The benchmarks for Tpch queries having the like operator and patterns optimized for in this PR are as follows:
| No. of rows | Query Number | With optimization PR (s) | Without optimization PR (s) | % Change |
|-------------|--------------|--------------------------|-----------------------------|----------|
| 1000 | 2 | 13.78 | 17.74 | 22.32 |
| | 14 | 11.95 | 12.49 | 4.32 |
| | 16 | 12.12 | 12.48 | 2.88 |
| | 20 | 11.97 | 12.57 | 4.77 |
| 2000 | 2 | 26.59 | 32.2 | 17.42 |
| | 14 | 23.1 | 23.72 | 2.61 |
| | 16 | 23.46 | 23.71 | 1.05 |
| | 20 | 23.28 | 23.36 | 0.34 |
| 4000 | 2 | 51.33 | 63.6 | 19.29 |
| | 14 | 46.09 | 47.32 | 2.6 |
| | 16 | 46.84 | 47.15 | 0.66 |
| | 20 | 46.09 | 46.56 | 1.01 |
| 8000 | 2 | 104.4 | 136.2 | 23.35 |
| | 14 | 91.8 | 95.4 | 3.77 |
| | 16 | 93 | 95.4 | 2.52 |
| | 20 | 92.4 | 94.2 | 1.91 |
Query 2 shows the most improvement in performance at ~20%. This is consistent with the Tpch benchmarks obtained with the earlier version of this PR, where query 2 and 9 had the most gains. Number of rows here is the vector size of the Tpch table generated with helper functions from TpchGen.cpp. It is better to have LikeConstantPattern templated on PatternKind as suggested earlier, instead of the switch case on patternKind in the match function:
| No. of rows | Query Number | With optimization PR (s) | Without optimization PR (s) | Without templated LikeConstantPattern (s) |
|-------------|--------------|--------------------------|-----------------------------|-------------------------------------------|
| 8000 | 2 | 104.4 | 136.2 | 109.8 |
| | 14 | 91.8 | 95.4 | 97.8 |
| | 16 | 93 | 95.4 | 100.2 |
| | 20 | 92.4 | 94.2 | 91.8 |
@pramodsatya Thank you for the update on the benchmarks.

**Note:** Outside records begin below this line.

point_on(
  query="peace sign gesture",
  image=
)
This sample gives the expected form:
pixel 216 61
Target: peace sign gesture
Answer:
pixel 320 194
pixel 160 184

This is consistent with the Tpch benchmarks obtained with the earlier version of this PR, where query 2 and 9 had the most gains.
The new results do not include q9. Any particular reason it is not included?
Q9 is not included here because the pattern in Q9, '%green%', is not targeted in this PR. Patterns seen in Q9, Q13, Q16 ('%Customer%Complaints%') and Q20 are optimized for in #2453.
Thanks benchmarks looks good to me!
@laithsakka has imported this pull request. If you are a Meta employee, you can view this diff on Phabricator.
are numbers in the summary up to date? @pramodsatya
Hi @laithsakka, the numbers in summary are from the version where parsing of fmt::format("like(c0, '{}')", patternString) was not moved within the suspender block. I will update the numbers with the latest changes now. Thanks!
Updated numbers in the summary, please let me know if any further changes are needed, thanks!
@laithsakka has imported this pull request. If you are a Meta employee, you can view this diff on Phabricator.
Updated numbers in the summary, please let me know if any further changes are needed, thanks!
Thanks, the numbers look amazing!
@laithsakka has imported this pull request. If you are a Meta employee, you can view this diff on Phabricator.